"Let's go outside," she answered, "and look at the view."

"Why hurry?" complained her husband. "It's so cool and comfortable in here."

"There must be a breeze on the terrace. There must always be a breeze out there."

"Well, run along. I'll follow in a few minutes. I want a rest."

Muriel's lips tightened.

"Very well," she said.

She went out to the walled walk that surrounds the church and strolled to the side overlooking the bay.

Far below her, shimmering in the heat, stretched the city, like a panting dog at rest. To the right, across the forest of minor shipping in the vieux port, to the rue Clary and the Gare Maritime, the massed houses of the Old Town stood grim and grey. Directly before her, from the foot of the wall and for miles to the left, across the Cité Chabas and the Quartier St. Lambert, to Roucas-Blanc and beyond to Rond Point, where the Prado meets the sea, the hills fell away to the water in terraces of cypress and olive trees and pomegranates in blossom. From dark green to white the foliage waved in a pleasant breeze. The villas on the slopes shone pink in the sun. The sky was of a most intense blue; the lapping waves of the bay mirrored the sky, and in the midst of the waves, among its rocky sister islands, rose the castellated strip of land where towers the Château d'If.

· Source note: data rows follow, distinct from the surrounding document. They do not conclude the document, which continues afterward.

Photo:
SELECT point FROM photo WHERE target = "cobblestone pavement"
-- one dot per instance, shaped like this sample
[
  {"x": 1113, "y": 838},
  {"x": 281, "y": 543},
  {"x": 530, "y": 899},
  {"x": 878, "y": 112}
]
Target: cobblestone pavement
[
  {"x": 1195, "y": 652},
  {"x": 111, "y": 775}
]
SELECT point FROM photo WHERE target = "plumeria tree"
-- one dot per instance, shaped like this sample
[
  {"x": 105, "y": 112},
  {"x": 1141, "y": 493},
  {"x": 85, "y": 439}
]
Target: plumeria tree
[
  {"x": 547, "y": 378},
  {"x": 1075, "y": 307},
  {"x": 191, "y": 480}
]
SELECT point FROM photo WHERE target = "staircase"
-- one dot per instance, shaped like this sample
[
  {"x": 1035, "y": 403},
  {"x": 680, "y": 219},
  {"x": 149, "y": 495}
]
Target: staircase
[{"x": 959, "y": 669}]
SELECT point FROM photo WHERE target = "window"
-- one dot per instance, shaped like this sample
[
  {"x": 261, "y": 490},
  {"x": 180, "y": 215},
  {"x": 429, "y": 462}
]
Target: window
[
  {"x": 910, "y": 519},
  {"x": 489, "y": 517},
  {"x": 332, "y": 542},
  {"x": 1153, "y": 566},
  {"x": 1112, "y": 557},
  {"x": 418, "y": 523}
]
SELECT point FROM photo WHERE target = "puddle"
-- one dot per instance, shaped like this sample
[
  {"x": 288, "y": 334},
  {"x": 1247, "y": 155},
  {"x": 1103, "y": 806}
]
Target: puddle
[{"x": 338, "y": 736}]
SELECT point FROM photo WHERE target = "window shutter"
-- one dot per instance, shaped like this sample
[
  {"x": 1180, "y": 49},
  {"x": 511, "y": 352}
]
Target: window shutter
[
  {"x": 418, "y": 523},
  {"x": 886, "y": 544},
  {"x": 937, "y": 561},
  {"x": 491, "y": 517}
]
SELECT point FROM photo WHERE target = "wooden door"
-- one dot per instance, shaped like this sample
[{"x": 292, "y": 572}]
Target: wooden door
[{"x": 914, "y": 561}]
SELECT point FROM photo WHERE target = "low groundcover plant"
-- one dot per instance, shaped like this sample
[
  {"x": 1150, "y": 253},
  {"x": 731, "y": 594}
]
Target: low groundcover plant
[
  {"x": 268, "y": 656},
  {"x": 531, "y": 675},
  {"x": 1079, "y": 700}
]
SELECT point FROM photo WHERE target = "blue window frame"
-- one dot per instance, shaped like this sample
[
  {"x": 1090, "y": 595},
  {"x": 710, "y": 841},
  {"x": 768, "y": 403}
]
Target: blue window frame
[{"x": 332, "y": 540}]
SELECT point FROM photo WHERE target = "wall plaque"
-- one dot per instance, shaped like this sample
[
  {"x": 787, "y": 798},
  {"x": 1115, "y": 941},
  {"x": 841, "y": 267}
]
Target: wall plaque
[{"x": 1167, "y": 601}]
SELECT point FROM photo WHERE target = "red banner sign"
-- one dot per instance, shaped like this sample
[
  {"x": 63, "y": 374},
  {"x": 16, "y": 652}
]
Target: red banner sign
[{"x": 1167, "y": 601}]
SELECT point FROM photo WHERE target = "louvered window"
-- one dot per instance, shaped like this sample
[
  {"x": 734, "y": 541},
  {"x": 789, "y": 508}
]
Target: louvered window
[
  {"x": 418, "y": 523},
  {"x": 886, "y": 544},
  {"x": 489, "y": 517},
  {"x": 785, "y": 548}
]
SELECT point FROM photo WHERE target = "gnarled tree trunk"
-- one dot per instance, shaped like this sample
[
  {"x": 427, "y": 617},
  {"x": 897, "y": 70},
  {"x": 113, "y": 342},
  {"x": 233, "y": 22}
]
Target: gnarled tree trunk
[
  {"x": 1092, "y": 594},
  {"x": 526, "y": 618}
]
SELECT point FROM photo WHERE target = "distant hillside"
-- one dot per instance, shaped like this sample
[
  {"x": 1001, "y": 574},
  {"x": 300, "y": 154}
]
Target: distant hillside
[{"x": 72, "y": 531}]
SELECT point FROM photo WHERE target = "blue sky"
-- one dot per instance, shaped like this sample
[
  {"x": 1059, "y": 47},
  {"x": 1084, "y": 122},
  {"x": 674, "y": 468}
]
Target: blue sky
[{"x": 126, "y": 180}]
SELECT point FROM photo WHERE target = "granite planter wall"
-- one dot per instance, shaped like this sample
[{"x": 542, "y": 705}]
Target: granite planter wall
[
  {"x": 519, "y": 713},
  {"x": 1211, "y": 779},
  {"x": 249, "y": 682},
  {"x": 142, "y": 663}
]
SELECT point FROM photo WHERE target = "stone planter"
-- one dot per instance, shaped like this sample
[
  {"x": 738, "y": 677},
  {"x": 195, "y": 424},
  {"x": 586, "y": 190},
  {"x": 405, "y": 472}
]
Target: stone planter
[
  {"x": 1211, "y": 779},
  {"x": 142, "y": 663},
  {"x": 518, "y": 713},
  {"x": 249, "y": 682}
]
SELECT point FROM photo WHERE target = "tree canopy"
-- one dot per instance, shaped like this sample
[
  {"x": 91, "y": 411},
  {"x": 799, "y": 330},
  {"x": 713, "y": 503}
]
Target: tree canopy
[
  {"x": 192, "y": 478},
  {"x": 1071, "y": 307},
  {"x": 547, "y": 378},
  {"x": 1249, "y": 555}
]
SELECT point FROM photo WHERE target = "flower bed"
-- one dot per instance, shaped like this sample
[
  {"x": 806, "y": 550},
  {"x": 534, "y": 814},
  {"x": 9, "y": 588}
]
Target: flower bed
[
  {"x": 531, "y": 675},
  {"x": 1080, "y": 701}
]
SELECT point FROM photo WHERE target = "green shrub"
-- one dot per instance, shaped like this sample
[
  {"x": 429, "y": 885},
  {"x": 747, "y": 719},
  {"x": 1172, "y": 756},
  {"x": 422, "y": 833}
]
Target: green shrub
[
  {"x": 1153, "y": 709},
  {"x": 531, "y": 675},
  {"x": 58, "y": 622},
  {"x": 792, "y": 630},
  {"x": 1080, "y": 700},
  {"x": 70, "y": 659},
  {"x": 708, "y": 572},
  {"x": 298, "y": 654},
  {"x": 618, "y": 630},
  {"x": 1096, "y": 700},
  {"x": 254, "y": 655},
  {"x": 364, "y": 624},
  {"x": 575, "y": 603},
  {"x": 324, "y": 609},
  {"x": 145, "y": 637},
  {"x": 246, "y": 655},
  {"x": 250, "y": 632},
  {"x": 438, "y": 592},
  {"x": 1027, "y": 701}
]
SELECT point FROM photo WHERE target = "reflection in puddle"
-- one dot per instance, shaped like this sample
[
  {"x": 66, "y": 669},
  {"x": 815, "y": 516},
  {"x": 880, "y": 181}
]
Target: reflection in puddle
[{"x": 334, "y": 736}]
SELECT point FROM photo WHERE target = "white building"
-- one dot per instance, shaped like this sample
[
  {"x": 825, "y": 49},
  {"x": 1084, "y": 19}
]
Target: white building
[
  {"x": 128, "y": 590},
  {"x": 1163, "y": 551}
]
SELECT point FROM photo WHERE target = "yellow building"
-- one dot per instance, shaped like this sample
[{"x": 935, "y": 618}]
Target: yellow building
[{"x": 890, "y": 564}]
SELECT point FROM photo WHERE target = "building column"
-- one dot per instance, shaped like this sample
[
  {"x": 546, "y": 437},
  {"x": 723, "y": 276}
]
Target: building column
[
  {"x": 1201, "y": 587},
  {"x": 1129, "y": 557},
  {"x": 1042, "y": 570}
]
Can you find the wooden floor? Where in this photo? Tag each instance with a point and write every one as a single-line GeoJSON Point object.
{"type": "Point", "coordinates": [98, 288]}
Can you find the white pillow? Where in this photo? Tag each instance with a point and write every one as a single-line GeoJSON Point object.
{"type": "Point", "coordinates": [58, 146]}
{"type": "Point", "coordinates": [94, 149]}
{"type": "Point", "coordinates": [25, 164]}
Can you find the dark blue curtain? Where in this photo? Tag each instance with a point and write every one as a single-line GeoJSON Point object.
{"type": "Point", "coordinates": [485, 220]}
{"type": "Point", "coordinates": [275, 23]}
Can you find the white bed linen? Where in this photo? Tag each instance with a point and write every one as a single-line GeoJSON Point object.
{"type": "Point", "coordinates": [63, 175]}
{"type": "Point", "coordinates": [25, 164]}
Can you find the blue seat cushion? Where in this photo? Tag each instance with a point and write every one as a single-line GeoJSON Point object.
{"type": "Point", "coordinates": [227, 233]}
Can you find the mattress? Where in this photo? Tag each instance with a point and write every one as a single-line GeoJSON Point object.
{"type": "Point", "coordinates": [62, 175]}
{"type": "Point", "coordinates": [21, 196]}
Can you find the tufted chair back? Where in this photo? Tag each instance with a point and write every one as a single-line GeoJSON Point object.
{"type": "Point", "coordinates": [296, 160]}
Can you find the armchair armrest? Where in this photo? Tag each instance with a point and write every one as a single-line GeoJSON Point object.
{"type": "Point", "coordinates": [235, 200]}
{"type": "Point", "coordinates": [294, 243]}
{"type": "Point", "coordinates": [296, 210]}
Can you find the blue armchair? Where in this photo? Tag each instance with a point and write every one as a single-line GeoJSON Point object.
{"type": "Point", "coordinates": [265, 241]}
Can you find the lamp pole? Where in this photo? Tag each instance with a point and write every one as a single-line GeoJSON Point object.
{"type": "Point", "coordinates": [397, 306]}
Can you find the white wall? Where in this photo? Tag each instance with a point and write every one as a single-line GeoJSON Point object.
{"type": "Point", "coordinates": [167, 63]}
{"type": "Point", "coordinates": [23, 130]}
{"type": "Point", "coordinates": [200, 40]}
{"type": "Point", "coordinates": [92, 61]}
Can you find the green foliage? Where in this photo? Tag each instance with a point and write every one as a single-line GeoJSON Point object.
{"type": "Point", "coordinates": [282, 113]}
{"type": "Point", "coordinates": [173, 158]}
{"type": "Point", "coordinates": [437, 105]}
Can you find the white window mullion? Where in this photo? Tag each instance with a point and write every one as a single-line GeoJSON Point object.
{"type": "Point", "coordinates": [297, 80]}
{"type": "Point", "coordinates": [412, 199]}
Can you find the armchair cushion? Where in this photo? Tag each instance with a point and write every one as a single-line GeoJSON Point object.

She leaned upon the parapet and looked out to the distant horizon. The breeze rose and rumpled those strands of her dark hair that had fallen below her wide hat. She was thinking of another landscape—of a landscape of which she had only heard:

"The silent chapel; the long, fertile plateau that seems a world away; the snow-capped mountains to the northward; the faint tinkle of the distant sheep-bells, and the memory of her that sinned and repented and was saved."